# Malone a Wolve?



## el_gatoman (May 18, 2004)

What do you think?

Good for us?

http://www.prosportsdaily.com/nba/timberwolves/rumors.html


----------



## ToddMacCulloch11 (May 31, 2003)

I think it would be a good pickup. Malone isn't what he was, but he's still got a lot left and could be a solid force for the wolves.


----------



## Pan Mengtu (Jun 18, 2004)

Would this mean KG would play center? Or would Malone come off the bench for KG?


----------



## Locke (Jun 16, 2003)

> Originally posted by <b>Pan Mengtu</b>!
> Would this mean KG would play center? Or would Malone come off the bench for KG?


Doesn't matter. As long as Garnett doesn't have to be guarded by Malone any longer in the playoffs is all that matters to the Wolves.


----------



## el_gatoman (May 18, 2004)

Well, Malone was only a problem in Game 1, after KG lead his TWolves through a stamina-killing Game 7 vs. Kings. After that he was dominating PF position.

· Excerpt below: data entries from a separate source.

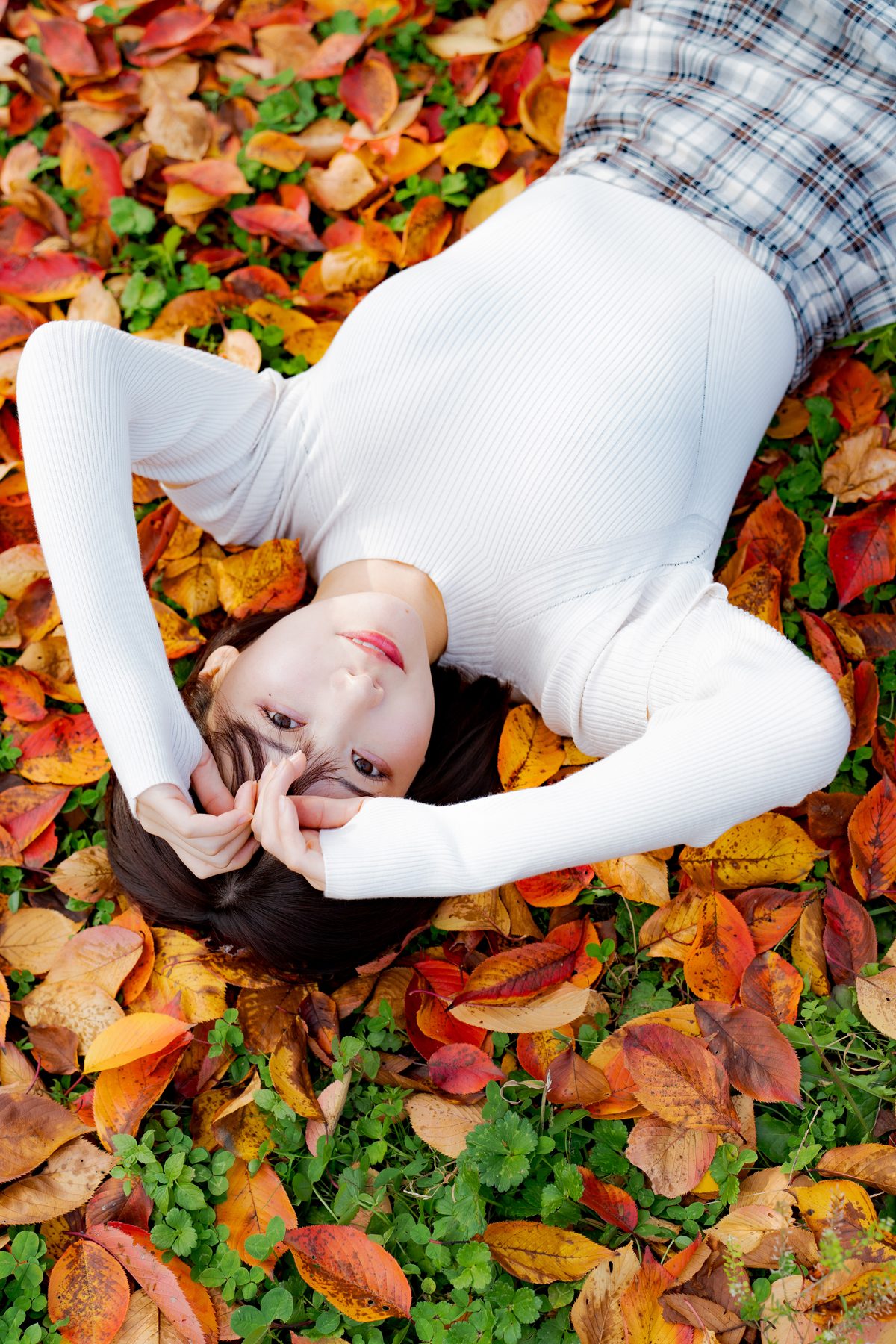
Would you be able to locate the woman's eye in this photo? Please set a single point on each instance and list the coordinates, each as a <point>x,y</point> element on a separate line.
<point>285,727</point>
<point>370,773</point>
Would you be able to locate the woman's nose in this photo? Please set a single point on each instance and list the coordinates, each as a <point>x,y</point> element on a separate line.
<point>359,685</point>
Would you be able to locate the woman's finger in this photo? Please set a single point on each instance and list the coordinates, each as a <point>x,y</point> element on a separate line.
<point>210,788</point>
<point>320,813</point>
<point>296,844</point>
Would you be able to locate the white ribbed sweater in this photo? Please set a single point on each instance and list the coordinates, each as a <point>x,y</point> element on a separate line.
<point>551,418</point>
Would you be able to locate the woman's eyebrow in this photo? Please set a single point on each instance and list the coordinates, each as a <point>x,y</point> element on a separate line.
<point>352,788</point>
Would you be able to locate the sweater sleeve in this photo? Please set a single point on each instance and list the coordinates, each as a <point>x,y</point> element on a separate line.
<point>97,405</point>
<point>741,721</point>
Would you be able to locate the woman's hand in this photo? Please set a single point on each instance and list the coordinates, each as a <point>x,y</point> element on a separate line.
<point>211,841</point>
<point>277,819</point>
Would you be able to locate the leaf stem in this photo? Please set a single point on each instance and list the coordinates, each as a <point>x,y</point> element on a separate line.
<point>839,1085</point>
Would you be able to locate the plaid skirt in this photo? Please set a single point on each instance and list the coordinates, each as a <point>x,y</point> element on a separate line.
<point>774,121</point>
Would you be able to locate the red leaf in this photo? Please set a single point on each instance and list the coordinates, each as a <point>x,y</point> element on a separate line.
<point>287,226</point>
<point>758,1060</point>
<point>461,1068</point>
<point>862,550</point>
<point>849,939</point>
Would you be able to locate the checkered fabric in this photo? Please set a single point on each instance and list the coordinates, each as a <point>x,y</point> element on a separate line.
<point>775,121</point>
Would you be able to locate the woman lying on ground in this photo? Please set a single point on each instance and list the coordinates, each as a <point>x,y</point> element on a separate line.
<point>516,461</point>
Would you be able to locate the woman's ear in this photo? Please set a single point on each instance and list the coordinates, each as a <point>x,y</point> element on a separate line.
<point>218,665</point>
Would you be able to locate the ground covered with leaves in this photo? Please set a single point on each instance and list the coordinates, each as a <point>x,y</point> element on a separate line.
<point>640,1102</point>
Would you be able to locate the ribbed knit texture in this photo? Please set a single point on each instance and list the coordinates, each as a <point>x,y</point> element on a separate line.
<point>553,418</point>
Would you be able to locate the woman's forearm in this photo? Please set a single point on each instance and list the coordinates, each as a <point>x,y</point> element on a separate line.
<point>97,405</point>
<point>741,722</point>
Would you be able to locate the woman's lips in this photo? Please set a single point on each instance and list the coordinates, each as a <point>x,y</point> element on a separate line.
<point>381,645</point>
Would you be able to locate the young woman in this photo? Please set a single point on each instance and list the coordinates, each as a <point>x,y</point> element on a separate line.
<point>517,461</point>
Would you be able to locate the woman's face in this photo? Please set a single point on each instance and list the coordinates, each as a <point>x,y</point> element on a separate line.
<point>363,712</point>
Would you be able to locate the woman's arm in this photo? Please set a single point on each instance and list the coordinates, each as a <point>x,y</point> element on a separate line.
<point>741,721</point>
<point>97,405</point>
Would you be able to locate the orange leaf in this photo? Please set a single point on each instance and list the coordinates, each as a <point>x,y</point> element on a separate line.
<point>22,695</point>
<point>555,889</point>
<point>773,987</point>
<point>46,276</point>
<point>856,396</point>
<point>289,1071</point>
<point>641,1307</point>
<point>270,578</point>
<point>517,974</point>
<point>180,1300</point>
<point>132,1038</point>
<point>355,1275</point>
<point>791,418</point>
<point>426,228</point>
<point>573,1081</point>
<point>536,1048</point>
<point>65,749</point>
<point>33,1128</point>
<point>806,948</point>
<point>249,1207</point>
<point>102,954</point>
<point>675,1157</point>
<point>613,1204</point>
<point>849,939</point>
<point>370,90</point>
<point>677,1078</point>
<point>124,1095</point>
<point>770,913</point>
<point>721,952</point>
<point>92,167</point>
<point>90,1288</point>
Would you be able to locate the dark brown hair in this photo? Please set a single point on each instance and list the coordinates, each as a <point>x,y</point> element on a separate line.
<point>265,907</point>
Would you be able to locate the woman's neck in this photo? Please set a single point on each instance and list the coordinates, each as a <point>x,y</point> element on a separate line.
<point>401,579</point>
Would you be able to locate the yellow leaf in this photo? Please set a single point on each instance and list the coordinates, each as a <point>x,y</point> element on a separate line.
<point>474,144</point>
<point>768,851</point>
<point>528,752</point>
<point>541,1254</point>
<point>131,1038</point>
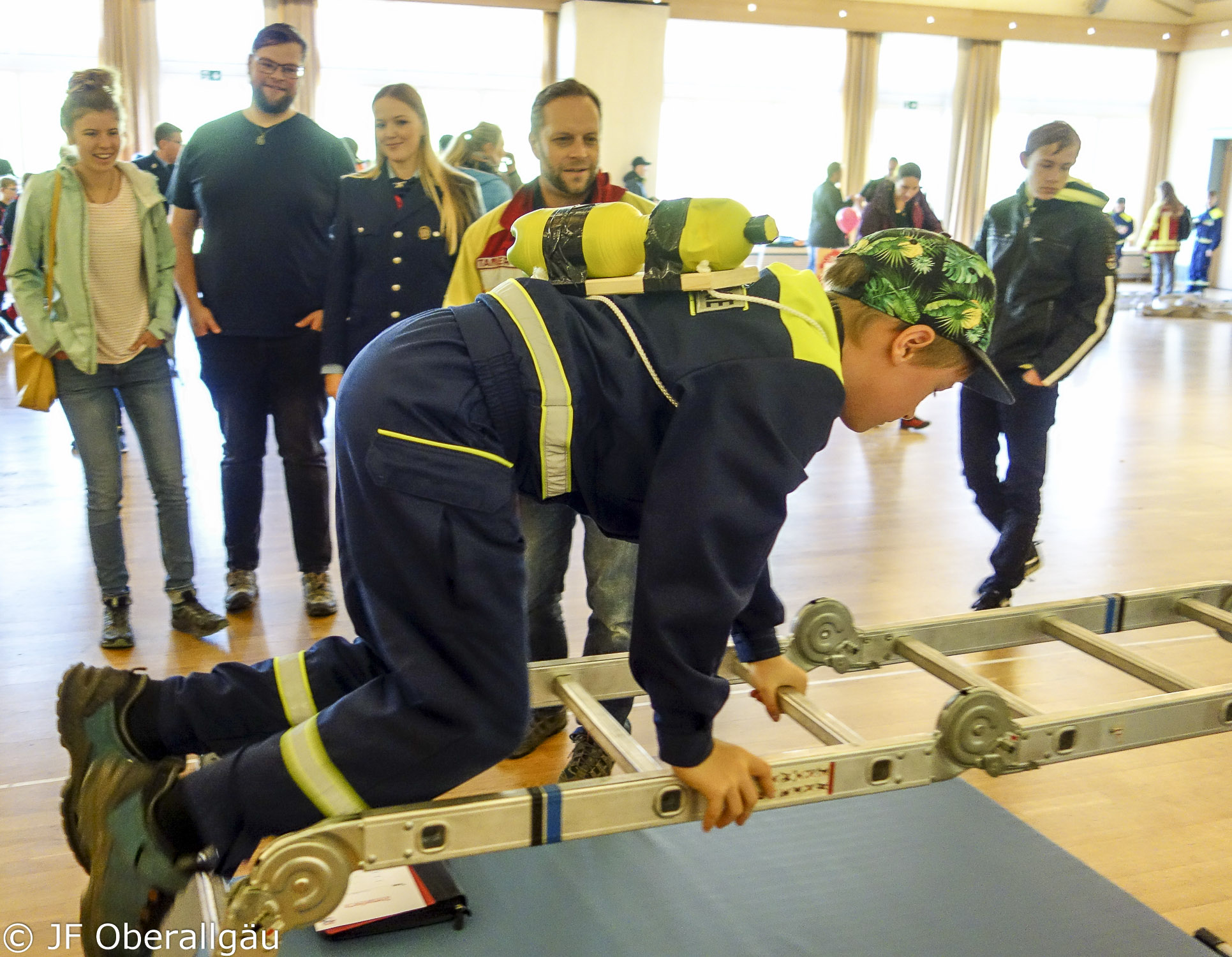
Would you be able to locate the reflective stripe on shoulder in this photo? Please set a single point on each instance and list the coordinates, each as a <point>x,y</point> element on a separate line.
<point>468,450</point>
<point>316,775</point>
<point>800,290</point>
<point>291,674</point>
<point>556,413</point>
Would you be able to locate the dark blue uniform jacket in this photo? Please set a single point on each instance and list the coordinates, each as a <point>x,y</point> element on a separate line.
<point>386,263</point>
<point>701,487</point>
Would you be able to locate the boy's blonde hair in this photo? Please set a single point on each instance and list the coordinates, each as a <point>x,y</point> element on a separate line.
<point>849,271</point>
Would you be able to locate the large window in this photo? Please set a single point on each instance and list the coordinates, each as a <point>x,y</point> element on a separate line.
<point>41,43</point>
<point>753,112</point>
<point>1103,91</point>
<point>468,63</point>
<point>204,59</point>
<point>914,108</point>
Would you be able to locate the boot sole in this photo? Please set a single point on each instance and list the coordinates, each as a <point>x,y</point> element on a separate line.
<point>71,699</point>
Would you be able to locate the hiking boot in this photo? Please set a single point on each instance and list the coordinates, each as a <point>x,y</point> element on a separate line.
<point>90,709</point>
<point>135,875</point>
<point>241,589</point>
<point>318,595</point>
<point>588,759</point>
<point>545,722</point>
<point>991,599</point>
<point>117,632</point>
<point>191,618</point>
<point>1033,563</point>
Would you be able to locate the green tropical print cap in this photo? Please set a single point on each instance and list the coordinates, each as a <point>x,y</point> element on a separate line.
<point>928,279</point>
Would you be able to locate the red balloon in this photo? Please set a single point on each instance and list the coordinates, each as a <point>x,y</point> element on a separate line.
<point>847,218</point>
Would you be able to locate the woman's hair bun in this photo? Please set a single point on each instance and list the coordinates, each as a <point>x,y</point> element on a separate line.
<point>96,78</point>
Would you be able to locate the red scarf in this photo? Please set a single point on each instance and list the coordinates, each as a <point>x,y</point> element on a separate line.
<point>524,202</point>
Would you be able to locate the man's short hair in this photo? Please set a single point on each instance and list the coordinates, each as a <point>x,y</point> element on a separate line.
<point>560,90</point>
<point>276,34</point>
<point>165,131</point>
<point>1057,135</point>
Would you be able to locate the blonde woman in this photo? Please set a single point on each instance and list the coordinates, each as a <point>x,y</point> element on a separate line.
<point>396,233</point>
<point>108,332</point>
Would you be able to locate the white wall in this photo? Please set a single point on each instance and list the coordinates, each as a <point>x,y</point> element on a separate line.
<point>616,50</point>
<point>1203,114</point>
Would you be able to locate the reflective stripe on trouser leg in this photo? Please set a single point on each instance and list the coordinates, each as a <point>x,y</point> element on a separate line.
<point>315,773</point>
<point>291,674</point>
<point>556,398</point>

I don't like Malone but if he signs with the Wolves, I guess, he would come from the bench for KG or even to play along with KG at Center. My opinion.


----------



## sheefo13 (Jul 13, 2002)

i think we would go big. I know kg is a sf but for the best of the team he would play sf. but i dont like that idea. kg might play center. but this is just a rumor, he can play for 4 teams next season. Wolves? Spurs? Heat? Retirement!!!


----------



## wild_style (Feb 26, 2004)

i really hope KG doesnt move to center, especially for malone!!
KG is not a center, he is primarily a PF and secondary would be SF..
i like the signing if malone is 6th or 7th man


----------



## Peja Vu (Jun 9, 2002)

> There is no truth to the rumor that Timberwolves coach Flip Saunders and league MVP Kevin Garnett are planning to fly to California to try to convince NBA veteran Karl Malone to sign with the Wolves. Garnett is headed to Europe on a vacation. And Saunders has a commitment to speak here today. "Malone doesn't even know if he wants to play anymore," said Kevin McHale, Wolves vice president of basketball operations and general manager. "If Malone decides he wants to play, we would love to try to work something out with him."


http://www.startribune.com/stories/507/4971319.html


----------



## Peja Vu (Jun 9, 2002)

Malone still could be a Wolf 



> The Timberwolves haven't given up on trying to sign free agent Karl Malone.
> 
> Malone, who is skipping training camp because of a tender knee, has assured the Wolves they'll receive serious consideration if he decides to return to the court for the regular season.


----------



## sheefo13 (Jul 13, 2002)

well i am not sure we have a lot of money to offer him. But i think if he wants a ring, with him here, this is the place to be. 

if we sign malone, i think he would get some time at center because griffin is playing so well.


----------



## wild_style (Feb 26, 2004)

eddie griffin is playing so well, malone may not be needed.
bringing in a big name could possibly disrupt the chemistry this team is developing. i dont think we need malone now, before the griffin signing it was a good idea, but now it is just not necissary


----------



## Mr. Roboto (Aug 15, 2003)

I agree, I mean I would be to upset with Malone, but I would if it was at the expence of Griffin. I would much rather have Griffin with all his potential than Malone at this stage in his carreer. I think Eddie Griffin could develop into an outstanding player for us and give us a really great froncourt. 

Off the Topic, Although We might not need Malone, I would take John Stockton as the wolves 3rd String point guard.:yes:


----------



## sheefo13 (Jul 13, 2002)

stockton would be the backup... hud would be the 3rd stringer!

Well i think we are lacking depth greatly in teh front court. Malone would bring some leadership and some great defense.


----------



## bruno34115 (Apr 14, 2003)

I like the idea of signing Malone and starting the game with a lineup of....

C: Ervin Johnson
PF: Kevin Garnett
SF: Latrell Sprewell
SG: Trenton Hassell
PG: Sam Cassell

And later in the games we would bring in a lineup of:

C: Malone/Garnett
PF: Garnett/Malone
SF: Wally
SG: Spree 
PG: Cassell


----------



## The King of the World (Dec 28, 2003)

I think he'd be a good fit with the Wolves, but I still think that the guy is a championship repellent.


----------



## bLo0dYtEaRz818 (Oct 23, 2004)

if malone goes in the tims.. garnett will lose minutes wich turns into less points, blocks, steals and more losses.... i think malone belongs in lakers so he would be a good backup for brian grant, lamar odom or chris mihm..(rudy t's choice..)


----------



## bLo0dYtEaRz818 (Oct 23, 2004)

the spurs also want him but that will affect k.g!


----------